In recent days, Western officials have sketched a remarkable portrait of the war.

In Australia on Monday, one of Britain’s top spy chiefs, Jeremy Fleming, said that Putin had “massively misjudged” the war, the resistance of the Ukrainian people and his own military’s capacity, and had been poorly served by his subordinates.

“We’ve seen Russian soldiers — short of weapons and morale — refusing to carry out orders, sabotaging their own equipment and even accidentally shooting down their own aircraft,” said Fleming, who heads GCHQ, the UK’s equivalent of the National Security Agency. Fleming’s frankness was extraordinary coming from a leading espionage agency chief. But it is being mirrored in the United States where there were new reports on Wednesday that opened a window into the war and Putin’s inner circle.
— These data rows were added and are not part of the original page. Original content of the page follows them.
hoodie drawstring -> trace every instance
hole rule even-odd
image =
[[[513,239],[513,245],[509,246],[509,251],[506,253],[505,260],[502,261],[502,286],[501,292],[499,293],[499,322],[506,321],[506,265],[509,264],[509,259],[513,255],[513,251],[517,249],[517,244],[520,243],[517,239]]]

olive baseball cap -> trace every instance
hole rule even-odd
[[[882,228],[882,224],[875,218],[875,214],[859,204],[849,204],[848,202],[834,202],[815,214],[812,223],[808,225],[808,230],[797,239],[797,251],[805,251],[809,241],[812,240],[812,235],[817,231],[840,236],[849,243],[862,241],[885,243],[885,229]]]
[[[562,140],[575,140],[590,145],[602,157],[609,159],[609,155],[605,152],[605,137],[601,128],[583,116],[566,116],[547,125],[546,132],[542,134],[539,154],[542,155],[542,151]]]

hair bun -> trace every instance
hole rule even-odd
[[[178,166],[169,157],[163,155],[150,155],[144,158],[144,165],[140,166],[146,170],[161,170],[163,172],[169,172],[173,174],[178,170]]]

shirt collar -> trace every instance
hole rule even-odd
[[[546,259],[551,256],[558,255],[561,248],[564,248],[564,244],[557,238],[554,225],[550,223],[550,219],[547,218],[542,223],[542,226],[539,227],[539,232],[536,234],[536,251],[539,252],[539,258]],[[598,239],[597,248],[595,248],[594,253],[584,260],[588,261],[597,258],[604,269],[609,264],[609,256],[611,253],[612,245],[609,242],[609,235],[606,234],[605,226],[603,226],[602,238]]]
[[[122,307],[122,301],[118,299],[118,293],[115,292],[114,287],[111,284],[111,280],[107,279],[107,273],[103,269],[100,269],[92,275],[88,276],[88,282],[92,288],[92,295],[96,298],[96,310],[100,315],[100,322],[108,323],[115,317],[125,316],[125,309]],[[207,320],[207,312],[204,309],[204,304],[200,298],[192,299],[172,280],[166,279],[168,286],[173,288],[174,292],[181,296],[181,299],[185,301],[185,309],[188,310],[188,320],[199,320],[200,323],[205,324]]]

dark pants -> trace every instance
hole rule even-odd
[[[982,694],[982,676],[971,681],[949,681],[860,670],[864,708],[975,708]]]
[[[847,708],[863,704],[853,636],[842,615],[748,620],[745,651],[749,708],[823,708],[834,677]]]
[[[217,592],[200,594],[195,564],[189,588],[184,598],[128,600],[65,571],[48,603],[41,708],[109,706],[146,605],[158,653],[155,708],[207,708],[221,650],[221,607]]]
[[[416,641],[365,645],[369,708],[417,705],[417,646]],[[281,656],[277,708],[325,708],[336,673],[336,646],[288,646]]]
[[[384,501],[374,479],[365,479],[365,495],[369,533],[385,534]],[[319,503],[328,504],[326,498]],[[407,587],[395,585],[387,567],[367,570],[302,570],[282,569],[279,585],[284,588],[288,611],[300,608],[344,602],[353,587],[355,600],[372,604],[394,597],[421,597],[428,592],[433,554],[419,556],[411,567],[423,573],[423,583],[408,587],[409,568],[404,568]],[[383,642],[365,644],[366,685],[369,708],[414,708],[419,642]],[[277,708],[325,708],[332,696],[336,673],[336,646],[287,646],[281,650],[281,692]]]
An official told CNN’s Jeremy Diamond that Putin is being “misinformed” by advisers about how badly the Russian military is performing and the impact of sanctions on the Russian economy. \White House communications director Kate Bedingfield then said on camera that the Russian leader’s advisers were “too afraid to tell him the truth.” She said there was now a “persistent tension” between Putin and his military leadership.

On Wednesday, this new stream of declassified assessments made headlines. On Thursday, President Joe Biden was asked about them in a public setting, as officials presumably knew he would be. The sequence gave the President the chance to further amplify the US narrative.